Borderlands Theater Awarded 100K to participate in the One Nation One Project

Borderlands Theater Awarded 100K to participate in One Nation One Project

Leveraging the power of the arts for the wellbeing of all.

Borderlands Theater is excited to announce their participation in the One Nation One Project initiative that centers the role of the arts as a vital tool for community wellness. The central theory is that community plus the arts equals healthier people, healthier societies. ONOP has gathered research and statistics to prove this theory. Borderlands Theater in Tucson is one of 18 cities across the country setting out to gather more data to back the claim that arts are vital to our own and our city’s wellbeing.

“Congratulations Borderlands Theater. Thank you for your incredible work telling our history.” – Mayor Regina Romero.


One Nation/One Project is a national arts and wellness initiative designed to activate the power of the arts to repair the social fabric of our nation and heal our communities.

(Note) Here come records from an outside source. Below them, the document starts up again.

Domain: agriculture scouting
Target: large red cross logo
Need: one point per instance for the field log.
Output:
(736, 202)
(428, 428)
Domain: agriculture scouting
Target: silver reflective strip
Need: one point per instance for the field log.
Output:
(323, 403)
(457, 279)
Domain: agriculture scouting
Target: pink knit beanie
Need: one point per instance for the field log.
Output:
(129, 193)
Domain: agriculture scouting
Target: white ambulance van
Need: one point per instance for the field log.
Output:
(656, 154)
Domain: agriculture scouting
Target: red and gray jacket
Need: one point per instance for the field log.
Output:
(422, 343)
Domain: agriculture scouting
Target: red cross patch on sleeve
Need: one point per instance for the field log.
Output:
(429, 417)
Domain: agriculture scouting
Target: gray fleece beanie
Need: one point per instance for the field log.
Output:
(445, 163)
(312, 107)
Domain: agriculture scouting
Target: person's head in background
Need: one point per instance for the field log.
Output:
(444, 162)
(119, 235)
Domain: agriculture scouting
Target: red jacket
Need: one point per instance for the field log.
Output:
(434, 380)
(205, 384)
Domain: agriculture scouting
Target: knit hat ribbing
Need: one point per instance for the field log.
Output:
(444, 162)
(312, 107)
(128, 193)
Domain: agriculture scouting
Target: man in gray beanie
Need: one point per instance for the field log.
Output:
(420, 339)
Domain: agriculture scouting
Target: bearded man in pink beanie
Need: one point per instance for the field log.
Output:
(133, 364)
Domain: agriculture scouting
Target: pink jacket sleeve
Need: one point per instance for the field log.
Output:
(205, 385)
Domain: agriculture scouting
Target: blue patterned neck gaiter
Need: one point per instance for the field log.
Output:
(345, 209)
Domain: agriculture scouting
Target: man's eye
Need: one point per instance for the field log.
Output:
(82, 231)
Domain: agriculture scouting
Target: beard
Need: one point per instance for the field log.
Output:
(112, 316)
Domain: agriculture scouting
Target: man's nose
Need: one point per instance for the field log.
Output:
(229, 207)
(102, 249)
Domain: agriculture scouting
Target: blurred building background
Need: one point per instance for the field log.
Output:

ONOP is bringing together Artists, Local Governments, and Community Health Providers to foster equitable recovery and improved wellbeing in communities across America.

In 1936, the Federal Theatre Project produced and premiered an adaptation of a single play on the same night across America. Nearly a century later, in July 2024, One Nation/One Project will bring together cities and towns around the United States to simultaneously premiere distinct, collaborative, and participatory art works on an unprecedented scale. Each site will creatively respond to a single prompt: #NoPlaceLikeHome


Borderlands Theater is producing a season of offerings that share the value of theater and that speak to #NoPlaceLikeHome. “We’re part of an 18-city cohort that is hyper local and of national relevance. Creating work for, by and with our communities to celebrate home, heal and thrive together.” Marc David Pinate, Borderlands Artistic Director. The season will culminate on July 27, 2024 with a day of theater along with the 17 other cities; and a pool party on July 28, 2024.


ONOP has a special interest in social prescribing, a way by which healthcare workers refer patients to nonclinical activities in their community to improve their health and wellbeing. This method works by addressing the social determinants of health, ultimately treating patients beyond their symptoms while promoting collaboration within the community.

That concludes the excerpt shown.